Kate did not enjoy London, and she did not like the house in Grosvenor Square. It was a mausoleum, chilly and uninviting, with large, overdecorated rooms, echoing passageways, and scarcely a scrap of garden. Worse, its staff had been selected and trained by Charles’s deceased mother, the Dowager Baroness Somersworth, and it was impossible to change their habits or attitudes. And to compound Kate’s discomfort, it was here that she and Charles had been staying when she lost the baby, which had only added to her aversion to the place. She came as infrequently as she could.
But today’s trip to London had been unavoidable. When Kate learned that Charlotte had left Bishop’s Keep, she had first thought of sending telegrams to Charles and Nellie, to let them know that the young woman had probably returned to London. But she had discarded that plan and decided to come up to town herself, on the train.
Now, going into the library (one of the few agreeable rooms in the house), Kate poked up the fire in the grate, then sat down at the writing desk and jotted a quick note to Nellie. She put it into an envelope, addressed and sealed it, and when Richards came in with the tea tray—a silver pot, a pair of cups, and a plate of tea cakes—she gave it to him.

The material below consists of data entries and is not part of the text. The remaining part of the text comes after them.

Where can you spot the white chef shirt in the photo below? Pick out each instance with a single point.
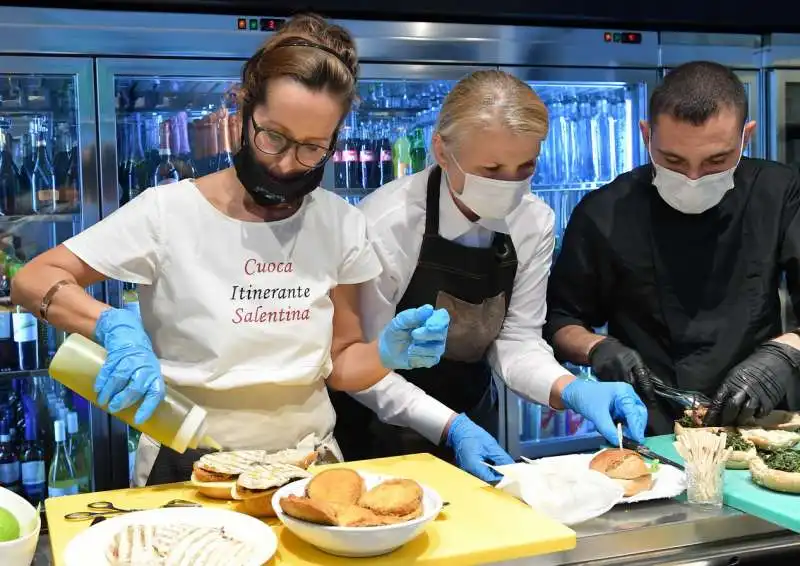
(227, 303)
(395, 217)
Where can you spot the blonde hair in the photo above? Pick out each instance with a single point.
(491, 98)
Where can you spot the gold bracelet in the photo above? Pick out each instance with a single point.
(48, 297)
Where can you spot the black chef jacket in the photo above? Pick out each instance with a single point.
(693, 294)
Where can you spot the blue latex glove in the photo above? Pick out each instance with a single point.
(415, 338)
(131, 372)
(603, 403)
(473, 446)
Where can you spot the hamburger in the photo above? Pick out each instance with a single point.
(778, 471)
(626, 467)
(743, 451)
(214, 475)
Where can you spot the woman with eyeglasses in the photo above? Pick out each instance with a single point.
(248, 278)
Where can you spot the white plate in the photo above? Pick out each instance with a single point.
(358, 542)
(89, 547)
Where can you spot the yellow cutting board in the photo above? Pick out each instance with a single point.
(480, 524)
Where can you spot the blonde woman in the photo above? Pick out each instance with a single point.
(467, 235)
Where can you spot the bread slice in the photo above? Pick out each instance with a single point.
(776, 480)
(779, 420)
(770, 439)
(740, 459)
(265, 477)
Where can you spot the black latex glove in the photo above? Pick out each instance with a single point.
(754, 387)
(613, 361)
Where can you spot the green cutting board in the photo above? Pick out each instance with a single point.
(741, 493)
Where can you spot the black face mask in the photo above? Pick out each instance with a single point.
(268, 189)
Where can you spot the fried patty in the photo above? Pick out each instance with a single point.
(339, 485)
(397, 497)
(204, 475)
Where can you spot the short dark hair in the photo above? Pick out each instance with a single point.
(696, 91)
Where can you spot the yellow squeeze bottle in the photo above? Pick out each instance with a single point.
(177, 422)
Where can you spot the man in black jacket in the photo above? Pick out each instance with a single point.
(682, 259)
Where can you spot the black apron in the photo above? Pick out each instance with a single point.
(172, 467)
(475, 286)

“Please ask Tommy to take this around to the Royal Strand and deliver it personally to Miss Lovelace,” she said. “If she is not there, he is to wait until she arrives. I have asked her to return an answer.”

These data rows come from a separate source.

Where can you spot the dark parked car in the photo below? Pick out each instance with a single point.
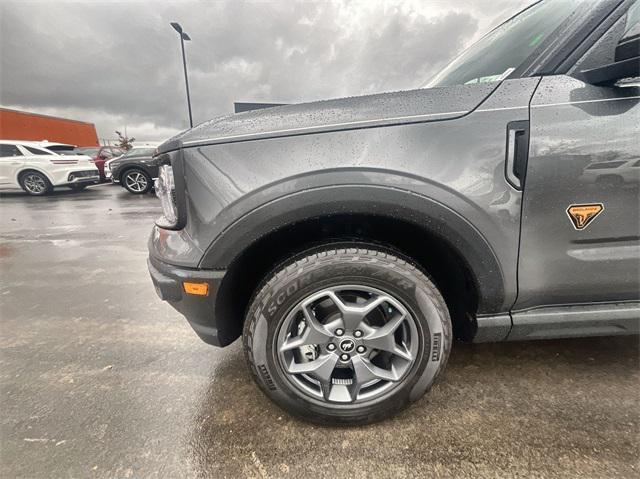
(348, 241)
(135, 170)
(100, 155)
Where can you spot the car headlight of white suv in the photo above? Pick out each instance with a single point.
(165, 190)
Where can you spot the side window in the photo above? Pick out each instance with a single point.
(603, 51)
(36, 151)
(7, 151)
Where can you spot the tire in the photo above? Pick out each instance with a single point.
(35, 183)
(136, 181)
(304, 369)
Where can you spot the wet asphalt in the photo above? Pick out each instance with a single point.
(99, 378)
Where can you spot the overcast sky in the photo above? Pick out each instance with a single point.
(118, 63)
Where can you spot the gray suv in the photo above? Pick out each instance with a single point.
(349, 241)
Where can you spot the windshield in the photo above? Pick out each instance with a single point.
(504, 49)
(139, 152)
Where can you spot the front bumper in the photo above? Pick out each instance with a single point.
(84, 176)
(199, 310)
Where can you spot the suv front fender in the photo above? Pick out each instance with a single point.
(423, 211)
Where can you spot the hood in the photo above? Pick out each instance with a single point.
(382, 109)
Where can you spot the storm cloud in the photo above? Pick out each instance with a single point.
(118, 64)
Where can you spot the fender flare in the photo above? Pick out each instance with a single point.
(432, 216)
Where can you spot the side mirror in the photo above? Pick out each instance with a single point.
(626, 61)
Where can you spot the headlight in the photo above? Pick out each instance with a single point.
(165, 190)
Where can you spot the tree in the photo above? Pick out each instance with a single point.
(124, 142)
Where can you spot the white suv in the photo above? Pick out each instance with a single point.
(27, 165)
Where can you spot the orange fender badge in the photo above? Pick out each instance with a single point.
(581, 216)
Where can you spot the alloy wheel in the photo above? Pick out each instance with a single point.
(34, 183)
(347, 344)
(136, 181)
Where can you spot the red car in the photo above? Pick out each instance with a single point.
(100, 155)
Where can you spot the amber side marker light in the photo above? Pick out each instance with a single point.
(197, 289)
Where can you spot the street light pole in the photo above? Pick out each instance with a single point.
(183, 36)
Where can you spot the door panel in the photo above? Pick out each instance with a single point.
(584, 150)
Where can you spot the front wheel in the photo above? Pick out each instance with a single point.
(136, 181)
(347, 335)
(35, 183)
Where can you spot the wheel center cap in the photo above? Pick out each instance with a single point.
(347, 345)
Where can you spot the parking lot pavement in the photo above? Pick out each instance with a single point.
(99, 378)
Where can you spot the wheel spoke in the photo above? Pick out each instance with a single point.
(313, 334)
(352, 316)
(320, 368)
(364, 372)
(383, 338)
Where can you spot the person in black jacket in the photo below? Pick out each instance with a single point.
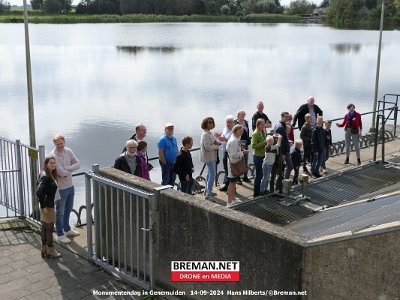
(317, 147)
(47, 193)
(128, 161)
(296, 160)
(328, 143)
(184, 165)
(304, 109)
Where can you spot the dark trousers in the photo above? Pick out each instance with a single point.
(258, 160)
(225, 163)
(307, 154)
(46, 233)
(187, 186)
(277, 170)
(168, 175)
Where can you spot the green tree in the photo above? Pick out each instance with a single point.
(37, 4)
(57, 6)
(4, 7)
(300, 7)
(225, 10)
(262, 6)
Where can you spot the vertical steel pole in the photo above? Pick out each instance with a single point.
(378, 64)
(88, 189)
(19, 176)
(42, 156)
(32, 135)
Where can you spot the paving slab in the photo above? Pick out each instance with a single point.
(24, 274)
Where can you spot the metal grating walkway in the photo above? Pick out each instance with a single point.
(329, 191)
(349, 218)
(350, 185)
(270, 209)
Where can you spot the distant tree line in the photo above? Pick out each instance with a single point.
(179, 7)
(52, 6)
(348, 12)
(4, 6)
(338, 12)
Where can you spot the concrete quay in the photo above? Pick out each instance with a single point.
(24, 274)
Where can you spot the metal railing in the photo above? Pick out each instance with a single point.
(19, 169)
(123, 222)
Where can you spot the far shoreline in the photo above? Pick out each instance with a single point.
(16, 16)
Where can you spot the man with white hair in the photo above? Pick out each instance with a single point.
(128, 161)
(307, 108)
(259, 114)
(167, 153)
(225, 136)
(66, 163)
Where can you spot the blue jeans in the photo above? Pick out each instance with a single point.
(289, 165)
(168, 175)
(187, 186)
(317, 161)
(258, 160)
(296, 175)
(265, 179)
(325, 158)
(63, 210)
(210, 178)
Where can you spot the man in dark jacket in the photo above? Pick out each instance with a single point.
(318, 147)
(304, 109)
(128, 161)
(285, 145)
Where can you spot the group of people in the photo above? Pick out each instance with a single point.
(275, 154)
(55, 192)
(272, 157)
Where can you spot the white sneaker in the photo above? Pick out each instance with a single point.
(234, 202)
(63, 239)
(72, 233)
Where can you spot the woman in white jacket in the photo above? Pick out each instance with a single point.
(235, 154)
(208, 153)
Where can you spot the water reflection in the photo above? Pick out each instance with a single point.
(85, 88)
(139, 49)
(346, 48)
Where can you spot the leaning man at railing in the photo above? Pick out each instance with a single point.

“Yes, madam,” Richards replied. The sniff was titanic. Richards did not approve of theatrical people.
Kate glanced at the clock on the ornate mantlepiece. It was nearly five-thirty. “Did his lordship say what time he planned to return this evening?”

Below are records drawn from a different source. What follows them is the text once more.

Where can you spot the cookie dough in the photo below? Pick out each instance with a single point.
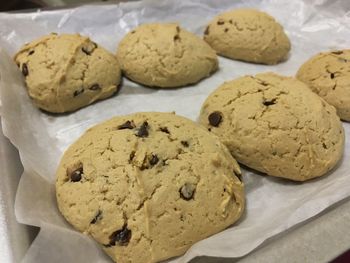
(147, 186)
(66, 72)
(248, 35)
(165, 56)
(328, 75)
(275, 125)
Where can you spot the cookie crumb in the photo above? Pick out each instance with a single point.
(127, 125)
(25, 71)
(143, 130)
(187, 191)
(215, 118)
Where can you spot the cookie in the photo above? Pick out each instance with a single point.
(249, 35)
(165, 56)
(328, 75)
(275, 125)
(66, 72)
(147, 186)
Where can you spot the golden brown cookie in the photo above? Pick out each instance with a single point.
(328, 75)
(248, 35)
(147, 186)
(165, 56)
(275, 125)
(66, 72)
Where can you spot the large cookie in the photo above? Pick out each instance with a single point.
(147, 186)
(328, 75)
(275, 125)
(66, 72)
(165, 56)
(248, 35)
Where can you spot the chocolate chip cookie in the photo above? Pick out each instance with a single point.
(328, 75)
(147, 186)
(248, 35)
(165, 56)
(275, 125)
(66, 72)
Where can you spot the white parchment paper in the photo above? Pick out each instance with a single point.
(273, 205)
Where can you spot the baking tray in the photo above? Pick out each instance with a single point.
(318, 240)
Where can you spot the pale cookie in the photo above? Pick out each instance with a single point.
(328, 75)
(147, 186)
(275, 125)
(66, 72)
(248, 35)
(165, 56)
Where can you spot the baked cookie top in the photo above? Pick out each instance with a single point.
(148, 185)
(276, 125)
(66, 72)
(165, 56)
(328, 75)
(248, 35)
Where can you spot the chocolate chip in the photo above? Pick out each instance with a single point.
(221, 22)
(187, 191)
(131, 156)
(78, 92)
(239, 176)
(143, 130)
(120, 237)
(337, 52)
(88, 49)
(269, 102)
(97, 217)
(25, 71)
(76, 175)
(185, 143)
(215, 118)
(95, 87)
(127, 125)
(154, 160)
(177, 38)
(164, 129)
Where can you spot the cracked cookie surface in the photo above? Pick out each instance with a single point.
(275, 125)
(328, 75)
(66, 72)
(249, 35)
(165, 56)
(147, 186)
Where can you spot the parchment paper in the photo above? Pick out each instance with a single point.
(273, 205)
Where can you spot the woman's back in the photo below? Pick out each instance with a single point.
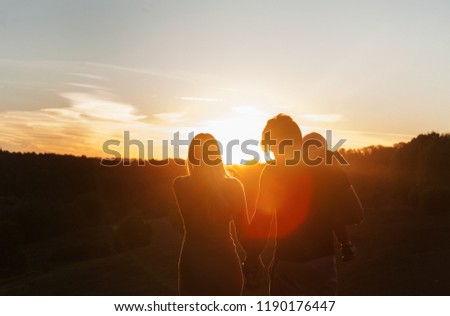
(209, 264)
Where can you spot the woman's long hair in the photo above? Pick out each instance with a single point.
(204, 158)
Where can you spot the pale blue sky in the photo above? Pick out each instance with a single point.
(374, 72)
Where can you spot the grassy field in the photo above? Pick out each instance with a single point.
(401, 252)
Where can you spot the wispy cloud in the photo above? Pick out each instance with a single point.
(201, 99)
(171, 117)
(325, 118)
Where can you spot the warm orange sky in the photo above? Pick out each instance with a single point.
(74, 74)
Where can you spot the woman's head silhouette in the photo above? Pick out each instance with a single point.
(204, 157)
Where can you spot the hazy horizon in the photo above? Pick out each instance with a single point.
(74, 74)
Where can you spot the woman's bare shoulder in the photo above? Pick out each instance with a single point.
(234, 183)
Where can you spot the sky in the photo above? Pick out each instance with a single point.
(74, 74)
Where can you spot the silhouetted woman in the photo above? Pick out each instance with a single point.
(209, 201)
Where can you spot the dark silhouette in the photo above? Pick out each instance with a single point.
(51, 244)
(209, 200)
(316, 146)
(304, 200)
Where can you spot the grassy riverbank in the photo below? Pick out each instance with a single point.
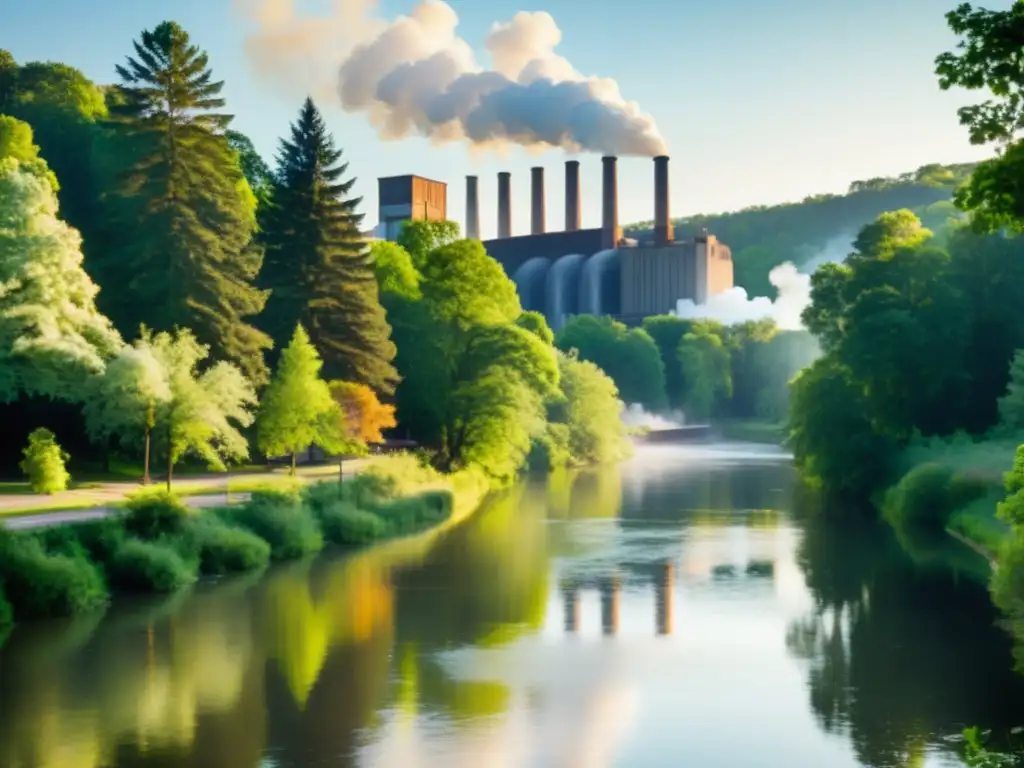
(113, 491)
(160, 545)
(954, 485)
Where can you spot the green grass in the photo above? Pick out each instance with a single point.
(984, 461)
(160, 545)
(85, 496)
(977, 522)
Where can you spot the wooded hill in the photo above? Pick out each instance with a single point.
(762, 237)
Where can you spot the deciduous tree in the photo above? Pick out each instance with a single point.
(51, 335)
(123, 401)
(298, 410)
(630, 356)
(206, 410)
(365, 417)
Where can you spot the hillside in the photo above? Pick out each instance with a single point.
(821, 226)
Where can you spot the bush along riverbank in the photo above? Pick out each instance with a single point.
(160, 545)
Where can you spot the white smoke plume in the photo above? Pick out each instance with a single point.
(794, 293)
(415, 76)
(634, 416)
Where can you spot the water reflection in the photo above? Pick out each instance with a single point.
(677, 610)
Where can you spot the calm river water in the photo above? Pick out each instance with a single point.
(679, 610)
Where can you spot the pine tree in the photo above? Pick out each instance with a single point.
(298, 410)
(184, 213)
(317, 266)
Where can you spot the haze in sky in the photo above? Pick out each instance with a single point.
(757, 102)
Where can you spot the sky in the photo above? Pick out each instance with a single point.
(759, 102)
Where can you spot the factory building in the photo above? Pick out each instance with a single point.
(587, 271)
(406, 198)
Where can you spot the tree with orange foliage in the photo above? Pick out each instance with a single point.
(366, 417)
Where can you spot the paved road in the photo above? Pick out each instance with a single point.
(23, 522)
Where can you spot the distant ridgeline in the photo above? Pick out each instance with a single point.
(822, 225)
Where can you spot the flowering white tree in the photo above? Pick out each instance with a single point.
(123, 401)
(205, 411)
(51, 335)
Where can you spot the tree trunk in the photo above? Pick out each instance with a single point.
(145, 459)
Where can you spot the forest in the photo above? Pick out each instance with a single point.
(169, 301)
(916, 402)
(821, 226)
(171, 294)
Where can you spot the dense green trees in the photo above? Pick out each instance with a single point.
(764, 237)
(185, 214)
(920, 337)
(317, 266)
(474, 381)
(297, 410)
(628, 355)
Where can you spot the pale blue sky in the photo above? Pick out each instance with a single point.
(759, 101)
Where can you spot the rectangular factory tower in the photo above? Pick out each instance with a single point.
(409, 198)
(653, 279)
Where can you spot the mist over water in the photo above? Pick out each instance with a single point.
(634, 417)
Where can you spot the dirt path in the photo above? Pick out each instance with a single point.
(101, 500)
(24, 522)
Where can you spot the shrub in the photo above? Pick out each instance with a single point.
(551, 450)
(42, 586)
(417, 512)
(400, 474)
(6, 612)
(922, 500)
(44, 463)
(154, 515)
(1008, 580)
(321, 496)
(93, 540)
(927, 497)
(147, 566)
(281, 520)
(344, 524)
(226, 549)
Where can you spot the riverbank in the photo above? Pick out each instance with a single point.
(99, 493)
(955, 484)
(160, 545)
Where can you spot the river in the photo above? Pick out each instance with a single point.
(682, 609)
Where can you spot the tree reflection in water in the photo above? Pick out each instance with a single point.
(898, 655)
(351, 660)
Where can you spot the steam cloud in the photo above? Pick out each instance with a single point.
(414, 75)
(793, 285)
(634, 415)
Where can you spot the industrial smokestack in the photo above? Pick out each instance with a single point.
(537, 202)
(572, 222)
(664, 230)
(609, 204)
(472, 208)
(504, 204)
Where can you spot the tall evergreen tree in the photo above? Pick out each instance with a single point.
(317, 266)
(185, 254)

“No, madam,” Richards said, “only that he expected Canon Rawnsley at eight.” He bowed slightly and left the room with her note, holding it at arm’s length.
Kate had just poured herself a cup of tea and settled down in front of the fire with
The Times
and one of Mrs. Hall’s excellent apricot tea cakes, when Charles came into the room.
“Kate!” he exclaimed, coming over to drop a kiss on her hair. “I had no idea you were coming up to town today. Why—”
“Because Miss Conway—Charlotte—has run away,” Kate said. She put down the newspaper. “Sometime during the night, according to Mrs. Bryan. She didn’t appear at breakfast this morning.”
“Blast,” Charles said softly. “She’s come back to town, I suppose.”
“To help her comrades, perhaps,” Kate said. “I was going to send Nellie a telegram and thought better of it.” She poured Charles’s tea and handed him the cup. “It’s important that we find Miss Conway, Charles. If the police get to her first . . .” She didn’t finish her sentence.
“You’ve let Nellie know that the girl has disappeared?”
Kate nodded. “I’ve sent Tommy round with a note, and asked for a reply. I’m hoping that she knows Mrs. Conway’s address. I should like to go there and see her.” She regarded Charles thoughtfully. “Were you able to see Adam Gould and the others?”
“And Morley, as well.” Charles sat in the wing chair on the other side of the fireplace, putting his cup on the mahogany table beside the chair. “He agreed to handing the case to Savidge.” He gave her a wry smile. “And Savidge is delighted to take it, with the hope of becoming the first to win an acquittal through fingerprint evidence.” He picked up his cup, settling back. “I also called round to the Yard to have a look at those so-called bombs that Special Branch claims to have found in the men’s rooms.”
“Oh?” Kate asked with interest. From the tone of Charles’s voice, she judged that he had not been impressed by what he saw. “And what did you discover?”
“That the ‘bombs’ are stoneware bottles which contain traces of a substance purported to be nitric acid. He paused. “Savidge and I will go back tomorrow, for a closer examination. Meanwhile, I have sent a note to Edward Henry at the Yard, asking him to see to it personally that the evidence is protected from handling. At the moment, it’s sitting on the shelf.”